A partir da década de 1850, o Pará recebeu, por iniciativa de empresários, algumas famílias de portugueses e italianos. Seu bom desempenho impressionou os líderes políticos da província.
- Essa experiência inspirou o governo do Pará a criar, com investimentos do Império, a colônia de Benevides, em 1875 - conta Nunes.
Além de erguer a infraestrutura que receberia o colono, era fundamental, também, atraí-lo para o país. E arregimentar imigrantes era, sobretudo, uma tarefa política.
Os ouvidos europeus eram suscetíveis ao discurso de recomeçar a vida no Brasil. Mas, não importa a região que ambicionavam ocupar, todos tinham como primeiro destino a capital do Império. De lá, o governo despachava-os país afora. Recebia mais colonos quem tinha maior trânsito entre as autoridades federais. Era o caso de Francisco Maria de Sá e Benevides, herdeiro do governador-geral Mem de Sá e presidente da província do Pará. Benevides conseguiu levar para seus domínios até europeus que não queriam ir para o Norte brasileiro.
- Só a viagem do Rio ao Pará durava dois meses - ressalta Nunes. - Mas o sonho de Benevides em revolucionar a agricultura não durou muito. Quando viram as condições em que deveriam trabalhar, os europeus fizeram seu descontentamento atravessar fronteiras.
Houve uma época em que os imigrantes, ainda no barco a caminho do Brasil, diziam que sob hipótese alguma morariam no Pará.
Os colonos pioneiros, desavisados, suaram a camisa para tornar a região minimamente habitável. Dada a exuberância da Amazônia, o governo teria de gastar fortunas para contratar trabalhadores que pusessem abaixo aquelas árvores gigantescas. Esta missão, portanto, foi empurrada aos imigrantes. Como enxadas e terçadas, os instrumentos básicos para empreender a devastação, eram escassos, os franceses precisavam dividir-se em grupos para se revezarem no uso das ferramentas.
A floresta era uma inimiga praticamente imbatível. Para derrubar a vegetação, era preciso queimá-la. Só é possível atear fogo após um período de seca - uma situação nada familiar àquela região.
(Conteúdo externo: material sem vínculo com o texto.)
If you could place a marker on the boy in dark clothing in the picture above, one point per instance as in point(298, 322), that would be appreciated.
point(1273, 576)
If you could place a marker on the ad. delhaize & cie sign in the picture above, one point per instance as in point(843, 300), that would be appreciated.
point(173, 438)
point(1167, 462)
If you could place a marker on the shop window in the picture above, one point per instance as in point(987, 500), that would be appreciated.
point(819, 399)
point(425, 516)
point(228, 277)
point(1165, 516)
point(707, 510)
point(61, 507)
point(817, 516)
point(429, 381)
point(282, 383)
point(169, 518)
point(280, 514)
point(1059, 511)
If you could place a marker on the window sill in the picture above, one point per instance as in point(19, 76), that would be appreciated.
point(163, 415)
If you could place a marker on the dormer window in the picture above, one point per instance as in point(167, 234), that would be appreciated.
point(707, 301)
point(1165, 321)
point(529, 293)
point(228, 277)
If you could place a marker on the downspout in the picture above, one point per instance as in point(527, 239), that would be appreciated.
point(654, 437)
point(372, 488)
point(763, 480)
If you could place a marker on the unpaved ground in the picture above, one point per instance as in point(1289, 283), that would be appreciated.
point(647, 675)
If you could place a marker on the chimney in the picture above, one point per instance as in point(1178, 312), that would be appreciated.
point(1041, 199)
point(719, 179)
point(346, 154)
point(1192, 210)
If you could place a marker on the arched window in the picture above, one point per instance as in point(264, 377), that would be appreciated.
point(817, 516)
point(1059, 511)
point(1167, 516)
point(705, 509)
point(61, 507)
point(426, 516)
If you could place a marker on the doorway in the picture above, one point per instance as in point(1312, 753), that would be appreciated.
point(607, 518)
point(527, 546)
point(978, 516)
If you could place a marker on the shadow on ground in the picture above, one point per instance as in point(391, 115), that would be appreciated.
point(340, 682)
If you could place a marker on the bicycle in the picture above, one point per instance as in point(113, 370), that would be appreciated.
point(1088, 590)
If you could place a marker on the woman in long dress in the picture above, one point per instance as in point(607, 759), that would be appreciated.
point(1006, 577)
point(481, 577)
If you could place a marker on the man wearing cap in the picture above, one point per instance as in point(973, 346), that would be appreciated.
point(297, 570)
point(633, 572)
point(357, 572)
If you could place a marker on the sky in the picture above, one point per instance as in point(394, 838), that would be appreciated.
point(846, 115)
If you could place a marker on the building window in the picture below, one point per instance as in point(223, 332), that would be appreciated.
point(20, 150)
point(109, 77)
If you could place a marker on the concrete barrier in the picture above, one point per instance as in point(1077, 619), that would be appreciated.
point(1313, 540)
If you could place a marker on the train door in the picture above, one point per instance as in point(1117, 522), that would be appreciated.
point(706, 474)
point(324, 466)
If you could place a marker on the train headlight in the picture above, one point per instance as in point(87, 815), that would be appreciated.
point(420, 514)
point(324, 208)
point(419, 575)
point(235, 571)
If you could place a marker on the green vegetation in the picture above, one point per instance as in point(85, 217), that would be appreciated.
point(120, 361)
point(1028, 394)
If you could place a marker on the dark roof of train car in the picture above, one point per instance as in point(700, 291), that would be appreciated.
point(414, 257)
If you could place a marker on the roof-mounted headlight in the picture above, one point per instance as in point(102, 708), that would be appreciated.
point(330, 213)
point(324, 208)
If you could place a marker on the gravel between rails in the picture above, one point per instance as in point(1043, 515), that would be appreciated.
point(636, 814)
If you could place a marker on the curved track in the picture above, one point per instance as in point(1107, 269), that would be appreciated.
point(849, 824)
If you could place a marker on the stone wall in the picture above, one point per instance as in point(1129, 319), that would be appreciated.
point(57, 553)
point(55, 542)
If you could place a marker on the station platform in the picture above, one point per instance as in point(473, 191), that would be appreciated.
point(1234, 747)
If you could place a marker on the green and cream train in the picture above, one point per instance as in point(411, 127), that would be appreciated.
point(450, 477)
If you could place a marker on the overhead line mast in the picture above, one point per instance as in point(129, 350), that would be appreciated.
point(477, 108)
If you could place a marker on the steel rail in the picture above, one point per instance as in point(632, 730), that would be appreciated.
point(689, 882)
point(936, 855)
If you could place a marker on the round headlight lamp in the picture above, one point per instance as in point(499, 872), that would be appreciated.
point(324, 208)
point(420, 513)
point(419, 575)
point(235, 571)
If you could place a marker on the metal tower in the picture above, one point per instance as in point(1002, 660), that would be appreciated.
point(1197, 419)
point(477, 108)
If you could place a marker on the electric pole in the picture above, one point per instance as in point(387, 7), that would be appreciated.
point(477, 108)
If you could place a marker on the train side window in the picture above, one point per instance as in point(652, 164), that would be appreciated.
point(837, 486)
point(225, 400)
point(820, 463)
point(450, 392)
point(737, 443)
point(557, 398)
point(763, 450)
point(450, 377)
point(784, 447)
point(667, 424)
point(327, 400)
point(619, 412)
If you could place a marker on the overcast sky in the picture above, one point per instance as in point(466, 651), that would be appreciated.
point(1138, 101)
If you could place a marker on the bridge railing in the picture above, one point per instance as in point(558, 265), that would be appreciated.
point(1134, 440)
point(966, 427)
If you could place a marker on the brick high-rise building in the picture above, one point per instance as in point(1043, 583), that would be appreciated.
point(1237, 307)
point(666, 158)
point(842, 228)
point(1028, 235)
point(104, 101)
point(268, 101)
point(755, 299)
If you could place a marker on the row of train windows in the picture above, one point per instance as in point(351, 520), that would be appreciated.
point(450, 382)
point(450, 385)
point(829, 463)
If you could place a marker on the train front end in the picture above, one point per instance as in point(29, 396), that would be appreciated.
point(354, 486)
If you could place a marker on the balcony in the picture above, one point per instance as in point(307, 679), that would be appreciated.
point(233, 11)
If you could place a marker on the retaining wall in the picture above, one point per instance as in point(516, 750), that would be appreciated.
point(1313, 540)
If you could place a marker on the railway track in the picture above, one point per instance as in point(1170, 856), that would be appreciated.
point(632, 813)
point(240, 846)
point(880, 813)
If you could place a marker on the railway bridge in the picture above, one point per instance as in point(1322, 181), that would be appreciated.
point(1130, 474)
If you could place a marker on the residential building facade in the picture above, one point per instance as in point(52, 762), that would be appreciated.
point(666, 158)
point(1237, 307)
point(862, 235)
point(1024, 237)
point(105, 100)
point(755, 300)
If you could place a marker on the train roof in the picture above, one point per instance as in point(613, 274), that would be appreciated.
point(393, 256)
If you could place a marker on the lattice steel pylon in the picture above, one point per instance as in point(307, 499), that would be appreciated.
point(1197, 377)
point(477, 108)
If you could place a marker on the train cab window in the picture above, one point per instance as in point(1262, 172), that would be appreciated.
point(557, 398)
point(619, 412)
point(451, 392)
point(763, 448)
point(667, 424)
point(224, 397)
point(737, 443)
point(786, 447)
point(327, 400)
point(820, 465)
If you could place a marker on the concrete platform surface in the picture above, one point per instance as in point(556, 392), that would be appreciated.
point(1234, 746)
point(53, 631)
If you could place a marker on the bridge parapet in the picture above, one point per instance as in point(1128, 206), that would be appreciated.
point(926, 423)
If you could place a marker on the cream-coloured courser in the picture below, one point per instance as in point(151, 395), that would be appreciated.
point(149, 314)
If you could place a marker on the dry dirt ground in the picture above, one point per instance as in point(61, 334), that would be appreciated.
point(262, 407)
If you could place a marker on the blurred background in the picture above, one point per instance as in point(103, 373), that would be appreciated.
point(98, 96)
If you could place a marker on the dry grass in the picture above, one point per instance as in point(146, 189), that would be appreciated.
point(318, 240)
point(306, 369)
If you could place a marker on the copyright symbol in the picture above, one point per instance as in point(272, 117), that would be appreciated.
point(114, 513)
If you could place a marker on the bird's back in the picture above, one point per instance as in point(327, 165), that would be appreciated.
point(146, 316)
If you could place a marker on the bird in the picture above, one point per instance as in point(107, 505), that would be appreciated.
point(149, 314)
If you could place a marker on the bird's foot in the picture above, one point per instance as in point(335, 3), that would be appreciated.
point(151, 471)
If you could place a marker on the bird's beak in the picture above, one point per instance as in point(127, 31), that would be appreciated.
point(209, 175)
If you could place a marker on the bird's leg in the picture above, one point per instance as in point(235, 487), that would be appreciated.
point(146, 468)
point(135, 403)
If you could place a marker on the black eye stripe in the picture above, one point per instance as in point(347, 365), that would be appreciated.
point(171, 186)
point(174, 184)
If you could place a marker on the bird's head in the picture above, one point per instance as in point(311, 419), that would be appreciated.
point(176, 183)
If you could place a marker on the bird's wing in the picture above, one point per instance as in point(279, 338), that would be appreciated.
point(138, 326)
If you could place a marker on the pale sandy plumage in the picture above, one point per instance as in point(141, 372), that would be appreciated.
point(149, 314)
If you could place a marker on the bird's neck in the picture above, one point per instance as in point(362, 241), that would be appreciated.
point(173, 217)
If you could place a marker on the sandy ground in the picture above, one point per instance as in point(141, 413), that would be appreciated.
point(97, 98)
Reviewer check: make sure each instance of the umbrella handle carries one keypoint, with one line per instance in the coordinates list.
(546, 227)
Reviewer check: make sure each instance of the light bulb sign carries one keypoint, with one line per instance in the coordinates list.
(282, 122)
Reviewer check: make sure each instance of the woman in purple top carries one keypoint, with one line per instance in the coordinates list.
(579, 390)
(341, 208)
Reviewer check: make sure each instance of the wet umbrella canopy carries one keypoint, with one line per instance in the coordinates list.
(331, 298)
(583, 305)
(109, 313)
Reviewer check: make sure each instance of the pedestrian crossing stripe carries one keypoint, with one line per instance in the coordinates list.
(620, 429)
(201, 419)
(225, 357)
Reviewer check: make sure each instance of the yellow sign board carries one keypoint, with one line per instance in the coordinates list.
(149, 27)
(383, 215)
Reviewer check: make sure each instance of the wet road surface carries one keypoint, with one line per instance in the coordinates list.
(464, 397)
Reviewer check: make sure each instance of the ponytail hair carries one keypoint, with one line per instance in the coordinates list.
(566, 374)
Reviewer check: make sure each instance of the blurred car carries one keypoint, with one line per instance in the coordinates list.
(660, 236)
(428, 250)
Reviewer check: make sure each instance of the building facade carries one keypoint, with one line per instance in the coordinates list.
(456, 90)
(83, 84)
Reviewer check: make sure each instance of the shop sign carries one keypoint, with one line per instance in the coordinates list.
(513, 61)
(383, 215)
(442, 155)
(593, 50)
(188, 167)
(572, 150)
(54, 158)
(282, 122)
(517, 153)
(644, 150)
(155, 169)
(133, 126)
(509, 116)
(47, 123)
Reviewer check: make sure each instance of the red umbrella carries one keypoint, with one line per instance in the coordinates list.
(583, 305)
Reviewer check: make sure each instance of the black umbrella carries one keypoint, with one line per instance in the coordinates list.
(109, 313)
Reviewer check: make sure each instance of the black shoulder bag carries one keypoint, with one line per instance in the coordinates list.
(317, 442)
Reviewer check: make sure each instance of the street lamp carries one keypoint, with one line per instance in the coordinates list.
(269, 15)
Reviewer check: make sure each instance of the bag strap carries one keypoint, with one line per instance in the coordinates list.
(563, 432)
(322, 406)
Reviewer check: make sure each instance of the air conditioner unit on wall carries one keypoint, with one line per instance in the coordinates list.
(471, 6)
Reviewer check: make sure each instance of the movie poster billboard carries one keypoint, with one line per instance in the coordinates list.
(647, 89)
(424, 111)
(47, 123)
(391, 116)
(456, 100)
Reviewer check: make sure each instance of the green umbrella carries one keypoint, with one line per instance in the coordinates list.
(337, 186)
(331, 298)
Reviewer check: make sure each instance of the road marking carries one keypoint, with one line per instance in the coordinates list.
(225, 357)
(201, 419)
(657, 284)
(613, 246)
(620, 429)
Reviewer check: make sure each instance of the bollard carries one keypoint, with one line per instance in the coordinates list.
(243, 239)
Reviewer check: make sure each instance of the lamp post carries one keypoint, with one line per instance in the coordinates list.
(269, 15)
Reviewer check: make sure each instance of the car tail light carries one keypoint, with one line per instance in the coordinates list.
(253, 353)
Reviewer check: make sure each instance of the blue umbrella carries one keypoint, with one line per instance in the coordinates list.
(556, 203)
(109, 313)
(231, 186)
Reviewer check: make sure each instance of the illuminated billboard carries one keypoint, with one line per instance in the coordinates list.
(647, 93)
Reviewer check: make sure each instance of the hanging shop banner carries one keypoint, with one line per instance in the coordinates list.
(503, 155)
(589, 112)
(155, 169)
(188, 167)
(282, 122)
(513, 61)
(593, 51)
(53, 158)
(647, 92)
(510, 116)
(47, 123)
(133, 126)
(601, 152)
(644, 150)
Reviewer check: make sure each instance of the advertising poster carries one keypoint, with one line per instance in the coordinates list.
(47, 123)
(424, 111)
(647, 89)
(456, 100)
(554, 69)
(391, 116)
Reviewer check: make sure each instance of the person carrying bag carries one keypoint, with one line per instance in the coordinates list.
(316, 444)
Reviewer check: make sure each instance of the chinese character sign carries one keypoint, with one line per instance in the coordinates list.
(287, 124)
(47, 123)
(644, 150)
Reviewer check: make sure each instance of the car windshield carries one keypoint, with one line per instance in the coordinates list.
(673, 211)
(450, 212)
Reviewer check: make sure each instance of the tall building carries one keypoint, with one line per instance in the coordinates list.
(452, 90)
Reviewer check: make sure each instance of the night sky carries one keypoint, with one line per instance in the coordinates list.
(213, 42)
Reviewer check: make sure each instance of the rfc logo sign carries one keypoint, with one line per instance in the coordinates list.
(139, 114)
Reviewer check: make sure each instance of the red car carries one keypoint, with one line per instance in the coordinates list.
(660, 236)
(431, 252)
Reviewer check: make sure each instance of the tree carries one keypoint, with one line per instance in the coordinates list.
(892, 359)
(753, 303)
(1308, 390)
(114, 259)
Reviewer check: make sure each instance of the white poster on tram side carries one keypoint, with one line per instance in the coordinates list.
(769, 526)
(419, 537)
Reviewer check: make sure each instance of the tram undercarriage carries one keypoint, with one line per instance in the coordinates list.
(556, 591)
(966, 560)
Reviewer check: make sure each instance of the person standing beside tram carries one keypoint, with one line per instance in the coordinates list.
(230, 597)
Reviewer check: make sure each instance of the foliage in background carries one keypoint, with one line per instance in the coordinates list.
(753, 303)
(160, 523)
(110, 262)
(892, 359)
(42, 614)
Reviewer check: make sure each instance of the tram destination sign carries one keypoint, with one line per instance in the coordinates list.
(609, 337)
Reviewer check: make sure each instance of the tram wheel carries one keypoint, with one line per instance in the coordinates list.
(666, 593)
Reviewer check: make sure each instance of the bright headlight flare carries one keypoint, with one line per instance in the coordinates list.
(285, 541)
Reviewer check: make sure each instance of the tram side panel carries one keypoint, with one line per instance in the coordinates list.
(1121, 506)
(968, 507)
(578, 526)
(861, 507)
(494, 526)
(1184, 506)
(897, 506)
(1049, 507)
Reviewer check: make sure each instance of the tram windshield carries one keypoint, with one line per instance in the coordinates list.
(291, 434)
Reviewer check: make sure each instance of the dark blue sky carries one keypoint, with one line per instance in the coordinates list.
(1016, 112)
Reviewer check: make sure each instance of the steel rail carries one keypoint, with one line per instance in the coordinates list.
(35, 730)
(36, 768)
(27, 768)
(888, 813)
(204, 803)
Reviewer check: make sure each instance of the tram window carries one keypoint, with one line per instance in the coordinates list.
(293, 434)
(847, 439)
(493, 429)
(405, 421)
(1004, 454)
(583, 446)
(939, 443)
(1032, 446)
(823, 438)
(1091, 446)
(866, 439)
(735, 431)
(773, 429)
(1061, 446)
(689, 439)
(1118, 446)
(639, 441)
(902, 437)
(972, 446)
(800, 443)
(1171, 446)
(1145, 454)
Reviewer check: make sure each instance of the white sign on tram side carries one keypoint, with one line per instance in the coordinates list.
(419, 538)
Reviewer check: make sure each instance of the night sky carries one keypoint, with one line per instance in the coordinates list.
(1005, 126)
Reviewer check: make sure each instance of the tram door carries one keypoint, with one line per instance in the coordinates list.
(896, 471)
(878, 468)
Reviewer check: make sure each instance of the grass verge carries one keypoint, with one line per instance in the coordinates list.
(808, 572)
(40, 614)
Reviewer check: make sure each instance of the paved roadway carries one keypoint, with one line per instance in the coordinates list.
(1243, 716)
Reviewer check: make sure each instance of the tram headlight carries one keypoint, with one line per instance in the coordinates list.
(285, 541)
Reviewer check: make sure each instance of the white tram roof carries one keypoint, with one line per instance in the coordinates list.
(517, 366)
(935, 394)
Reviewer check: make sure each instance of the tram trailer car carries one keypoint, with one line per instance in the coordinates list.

- Benevides era chuvosa. Tanto assim que, muitas vezes, o colono não conseguia começar o plantio em seis meses, tempo em que ele recebia um auxílio financeiro do governo - assinala Nunes. - As sementes também costumavam demorar muito para chegar. E os franceses, acostumados a outro clima, não sabiam que culturas agrícolas explorar naquela terra. Muitos desistiram diante das dificuldades e fugiaram com os recursos que lhes foram repassados pela província.
O contato com a mata fechada não fez bem a muitos trabalhadores. Houve vários registros de "febres do mau caráter". Os enfermos registravam sintomas como elevação da temperatura corporal, dores e calafrios.
Além disso, somente no primeiro ano de existência da Benevides, nove colonos foram atacados por onças.
Quando a natureza já tornava-se um perigo razoavelmente domado, em 1877, outro adversário dos franceses estabeleceu-se em Benevides. Cearenses, expulsos de seu estado por uma forte seca, triplicaram a população da colônia em dois anos. Houve tanto estranhamento entre os dois grupos que o governo da província criou uma subdelegacia de polícia para cuidar dos impasses.
A disputa por terra indispôs cearenses e franceses, mas a falta de dinheiro os uniu.
Quando o governo anunciou que não daria mais auxílio financeiro aos novos habitantes, viu 700 revoltosos, de todas as origens, prenderem o diretor da colônia e ameaçarem ocupar o palácio provincial em Belém.
Benevides permaneceu com o título de colônia até 1900, quando uma reestruturação de comarcas do Pará a fez ser promovida a município.
- Há, na cidade, um certo orgulho pela origem francesa. Houve uma regularização fundiária e os agricultores receberam títulos definitivos de terra. Antes esses documentos eram provisórios e precisavam ser renovados a cada cinco anos - destaca Nunes.
Para uma colonização marcada por tantos entraves, Benevides tem mesmo o que celebrar.